CANN 调试工具与性能剖析：从日志分析到 NPU 行为追踪的完整调试体系

一、调试工具全景

在开始深入每个工具之前，先建立全局认知。CANN 的调试体系分为四个层次：日志层 （记录事件）、追踪层 （跟踪算子行为）、剖析层 （量化性能瓶颈）、检查层（验证数值正确性）。理解这四个层次的关系，才能在遇到问题时快速选择正确的工具。

1.1 工具选型

问题类型	首选工具	辅助工具	适用阶段
算子计算结果错误	算子行为追踪器	日志 + dump 数据	开发/测试
推理延迟高	Profiling	系统级性能工具	优化/上线
训练 loss 异常	梯度检查 + 日志	数值精度分析	训练/微调
显存溢出	内存检查器	Profiling 内存视图	开发/调试
编译失败	ATC 编译日志	模型检查工具	编译阶段
运行时崩溃	Runtime 日志	Core dump 分析	运行时

1.2 日志系统深度配置

CANN 的日志系统不仅仅是开关两个级别那么简单。它支持模块级日志控制 、动态日志级别切换 、远程日志收集等高级功能。

基础配置

bash 复制代码

# 设置日志级别（0=DEBUG, 1=INFO, 2=WARNING, 3=ERROR）
export ASCEND_LOG_LEVEL=3        # 当前会话级别
export ASCEND_GLOBAL_LOG_LEVEL=3 # 全局级别（所有模块）

# 输出到文件（默认输出到 stdout）
export ASCEND_LOG_PATH=/tmp/cann_debug.log

# 日志文件大小限制（防止磁盘写满）
export ASCEND_LOG_FILE_SIZE_MB=500

# 日志文件数量限制（轮转策略）
export ASCEND_LOG_FILE_COUNT=10

模块级日志控制

CANN 内部有多个模块（Runtime、Task Scheduler、Memory Manager、Communication 等），可以为每个模块单独设置日志级别：

bash 复制代码

# 只开启 Task Scheduler 的 DEBUG 日志，其他模块保持 ERROR
export ASCEND_LOG_LEVEL=3
export ASCEND_LOG_LEVEL_TASK_SCHEDULER=0

# 只开启 Memory Manager 的 WARNING 日志
export ASCEND_LOG_LEVEL_MEMORY_MANAGER=2

# 开启 Communication 模块的 DEBUG 日志（排查 HCCL 通信问题）
export ASCEND_LOG_LEVEL_COMMUNICATION=0

动态日志级别切换

在生产环境中，不可能一直开 DEBUG 日志（性能开销太大）。CANN 支持在运行时动态调整日志级别：

c 复制代码

// 动态调整日志级别
#include "ascendc_runtime/log.h"

// 将日志级别从 ERROR 切换到 DEBUG（用于问题复现时）
AscendCSetLogLevel(ASCEND_LOG_DEBUG);

// 恢复到 ERROR 级别
AscendCSetLogLevel(ASCEND_LOG_ERROR);

// 仅对特定模块开启 DEBUG
AscendCSetModuleLogLevel("TaskScheduler", ASCEND_LOG_DEBUG);

日志输出格式定制

bash 复制代码

# 自定义日志格式：时间 模块 级别 消息
export ASCEND_LOG_FORMAT="%Y-%m-%d %H:%M:%S.%f [%M] [%L] %m"

# JSON 格式输出（便于日志收集系统解析）
export ASCEND_LOG_FORMAT=json

1.3 调试环境快速搭建

在开始调试之前，需要确保环境配置正确。
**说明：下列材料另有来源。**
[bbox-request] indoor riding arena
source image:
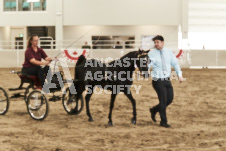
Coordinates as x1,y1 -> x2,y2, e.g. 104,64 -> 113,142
0,0 -> 225,151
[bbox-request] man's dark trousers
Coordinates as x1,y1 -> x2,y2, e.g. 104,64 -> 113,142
152,78 -> 174,124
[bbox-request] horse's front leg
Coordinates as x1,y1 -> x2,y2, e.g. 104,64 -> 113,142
124,89 -> 137,125
108,93 -> 117,126
85,88 -> 94,122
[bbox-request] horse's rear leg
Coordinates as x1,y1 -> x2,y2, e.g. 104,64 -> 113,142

以下是一个完整的调试环境准备脚本：

bash 复制代码

#!/bin/bash
# cann_debug_setup.sh - CANN 调试环境快速配置

echo "=== CANN 调试环境配置 ==="

# 1. 确认 CANN 版本
echo "CANN 版本:"
cat /usr/local/Ascend/ascend-toolkit/latest/version.cfg 2>/dev/null || echo "未找到"

# 2. 确认 NPU 状态
echo "NPU 状态:"
npu-smi info 2>/dev/null | head -20 || echo "npu-smi 不可用"

# 3. 配置调试日志
export ASCEND_LOG_LEVEL=0                    # DEBUG 级别
export ASCEND_LOG_PATH=/tmp/cann_debug.log   # 日志输出路径
export ASCEND_LOG_FILE_SIZE_MB=500           # 单文件最大 500MB
export ASCEND_LOG_FILE_COUNT=10              # 最多 10 个文件
export OPS_DEBUG=1                           # 算子级调试

# 4. 开启算子 dump（保存输入输出数据）
export ASCEND_DUMP_PATH=/tmp/cann_dump
mkdir -p $ASCEND_DUMP_PATH

# 5. 开启 profiling
export ASCEND_PROFILING_DIR=/tmp/cann_profile
mkdir -p $ASCEND_PROFILING_DIR

# 6. 设置核心 dump（崩溃时生成 core 文件）
ulimit -c unlimited
echo "/tmp/core.%e.%p" > /proc/sys/kernel/core_pattern

echo "=== 调试环境配置完成 ==="
echo "日志文件: $ASCEND_LOG_PATH"
echo "Dump 目录: $ASCEND_DUMP_PATH"
echo "Profile 目录: $ASCEND_PROFILING_DIR"

二、算子行为追踪器

算子行为追踪器是排查"算子结果不对"的核心工具。它能在每个算子执行前后插入检查点，记录输入输出的形状、数据类型、数值范围，并自动检测 NaN/Inf 异常。

2.1 追踪算子执行

python 复制代码

import os
import json
import time
import numpy as np
from contextlib import contextmanager


class OpTracer:
    """算子行为追踪器

    追踪每个算子的:
    - 输入输出形状和数据类型
    - 执行耗时
    - 内存使用
    - 数据范围（检查 Inf/NaN）

    使用方式:
    tracer = OpTracer()
    tracer.start()
    # 运行推理
    output = model(input)
    tracer.stop()
    tracer.report()
    """

    def __init__(self, dump_dir="/tmp/op_trace"):
        self.dump_dir = dump_dir
        self.traces = []
        self.running = False
        os.makedirs(dump_dir, exist_ok=True)

    def start(self):
        self.running = True
        self.traces = []
        print("算子追踪已启动")

    def stop(self):
        self.running = False
        print(f"算子追踪已停止，共记录 {len(self.traces)} 个算子")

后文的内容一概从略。